In 1948, The Bikini natives were finally liberated from Rongerik and sent to Kwajalein Atoll, where they lived in tents next to a concrete military airstrip. Six months later they were relocated once again to Kili Island, a .36-square-mile island where most Bikinians still live today. The island greatly differed from the Atolls they were accustomed to, making their traditional methods of fishing and food cultivation far less effective. Starvation once again became a daily concern and the Bikinians had to rely on USDA rice and canned goods to survive. The island was also prone to flooding, making them vulnerable to hurricanes and typhoons. They soon began referring to Kili as “Prison Island.”
Meanwhile, nuclear tests continued on Bikini Atoll, culminating in the 1954 “Castle Bravo” test, which detonated a nuclear weapon 1,000-times more powerful than the atom bomb dropped on Hiroshima. The blast was larger than the U.S. government expected and the resulting radioactive fallout spread throughout the Marshall Islands, blanketing inhabited islands and contaminating their residents. The subsequent health effects still plague Marshall Islanders today.

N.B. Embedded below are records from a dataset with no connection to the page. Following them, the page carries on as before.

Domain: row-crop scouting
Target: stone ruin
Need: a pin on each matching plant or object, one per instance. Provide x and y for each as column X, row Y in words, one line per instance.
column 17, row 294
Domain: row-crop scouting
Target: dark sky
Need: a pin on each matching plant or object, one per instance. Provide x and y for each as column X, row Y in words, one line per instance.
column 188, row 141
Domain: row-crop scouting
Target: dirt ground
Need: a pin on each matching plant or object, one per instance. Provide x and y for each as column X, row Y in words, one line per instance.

Decades passed, and in 1969, President Lyndon B. Johnson announced that the now 540 Bikinians would be able to resettle their home islands. The Atomic Energy Commission issued a statement saying “There's virtually no radiation left and we can find no discernible effect on either plant or animal life.” Feeling confident in these assurances, Bikinians began to resettle in 1972. But in 1978, tests by U.S. physicians revealed that the radiation levels in the 139 people on Bikini Atoll were well above the permissible level. They were evacuated.
Today, the native inhabitants of Bikini Atoll continue to seek compensation from the U.S. government for the devastation of their home. Many demand that the U.S. clean up the mess they made in Bikini so they might return home. Some have more modest claims, like Simon Jamore, who wants access to better healthcare for four of his family members who have developed cancer. The islands remain almost entirely uninhabited, excluding the marine citizens of Bikini Bottom. For now, the only thing fit to live in Bikini Atoll is a radioactive fry-cook sponge.